Les caisses de la Ville se vident, alors que ses dépenses de fonctionnement ne cessent d’augmenter. Chargé par Anne Hidalgo de rédiger un rapport sur les finances de Paris, le président du groupe communiste, Nicolas Bonnet-Ouladj, en dévoile les grands axes et évoque plusieurs solutions pour renflouer les caisses de la capitale.

Remis à la maire de Paris, Anne Hidalgo, le rapport sur les finances de la Ville de Nicolas Bonnet-Ouladj, président du groupe communiste, est désomais aux mains de l’exécutif, que devrait désormais communiquer à ce sujet à la rentrée prochaine. En attendant, l’adjoint à la mairie de Paris chargé des finances, Paul Simondon, s’en inspire et travaille sur les différentes hypothèses qui pourraient être susceptibles de renflouer les caisses de la capitale.

Avant d’évoquer les grandes orientations budgétaires en octobre prochain, la municipalité parisienne votera le budget supplémentaire pour l’année 2022, lors du cours du prochain Conseil de Paris, qui aura lieu mardi 5 juillet. Un défi quand on sait que les dépenses s’envolent, et vont encore augmenter avec la hausse du prix des matières premières et l’annonce du gouvernement de la hausse du point d’indice des agents de la fonction publique.

nouvelles taxes ou retour aux anciennes ?

Pour faire face à ces annonces supplémentaires, Nicolas Bonnet-Ouladj, a repassé sur les différents moyens d’augmenter les recettes de la Ville, et ce, alors que l’économie est en pleine évolution. A cela s’ajoute l’ambition de taxer les multinationales, notamment étrangères, plutôt que de s’appuyer directement sur les impôts des Parisiens.

Dans une note de 7 pages, l’élu énumère donc les solutions : le doublement de la taxe sur les résidences secondaires et autres locaux vacants, le doublement de la taxe de séjour pour les palaces et 5 étoiles parisiens, le retour à la taxe d ‘habitation telle qu’elle existe avant. Sur ce dernier point, il propose « de moduler » cette taxe d’habitation « en fonction des revenus », histoire de « mettre une part de justice sociale dans la fiscalité ».

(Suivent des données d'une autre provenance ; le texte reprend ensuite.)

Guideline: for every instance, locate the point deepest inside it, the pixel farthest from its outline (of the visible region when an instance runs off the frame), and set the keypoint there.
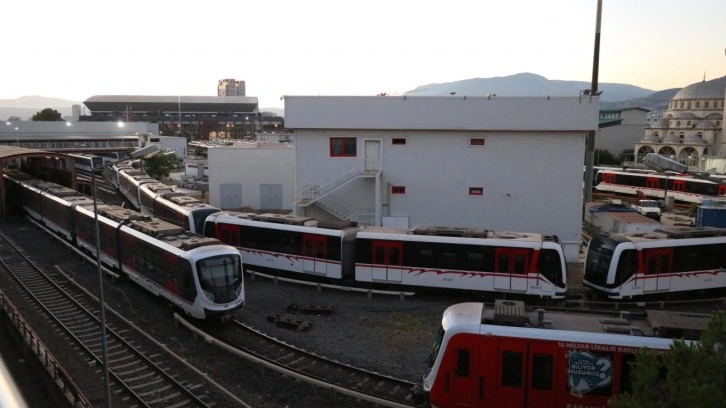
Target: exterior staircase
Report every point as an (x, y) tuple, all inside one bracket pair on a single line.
[(319, 193)]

Le chef des communistes parisiens évoque également le cas des DMTO [droits de mutation à titre onéreux, ndlr] qui s’applique lors de la vente d’un bien immobilier, quel qu’il soit. S’il faut la conserver selon lui, son groupe conserverait créer une taxe additionnelle de 3% qui ne concernerait que les biens immobiliers de luxe. A voeu en ce sens sera notamment discuté au prochain Conseil de Paris.

More are cheval de bataille concerne les multinationales et les grands groupes du numérique, dont certains comme Amazon, Apple, Google, Uber, Starbucks et moi Zara « échappent complètement à l’impôt », selon Nicolas Bonnet-Ouladj. Lui estime qu’il faudrait « créer un bureau des impôts qui permette à toutes les autorités de détenir le capital des entreprises qui profitent de notre territoire ».

La question de la livraison et du free-floating

Autre sujet selon l’élu communiste : celui de la livraison à Paris. « Il y a beaucoup de livraisons, qui utilisent les trottoirs, la rue et l’espace public de manière générale », souligne-t-il, prenant l’exemple des livreurs Uber Eats « qui sont garés, et se trouvent en permanence sur l ‘espace public’. « Comment l’utilisation de l’espace public parisien pourrait être source de recettes pour nous ? », s’interroge encore l’elu, qui évoque la possibilité de les taxer en fonction du nom des colis distribués ou du nom des livreurs.

«Face à l’évolution de l’économie», Nicolas Bonnet-Ouladj assure donc qu’il faudra «adapter la fiscalité pour continuer à fournir le service public de qualité». S’il ne dit rien sur son sujet, il réaffirme que la Ville “a intérêt à porter une réforme du fisc”, en raison du risque d’une réduction du service public.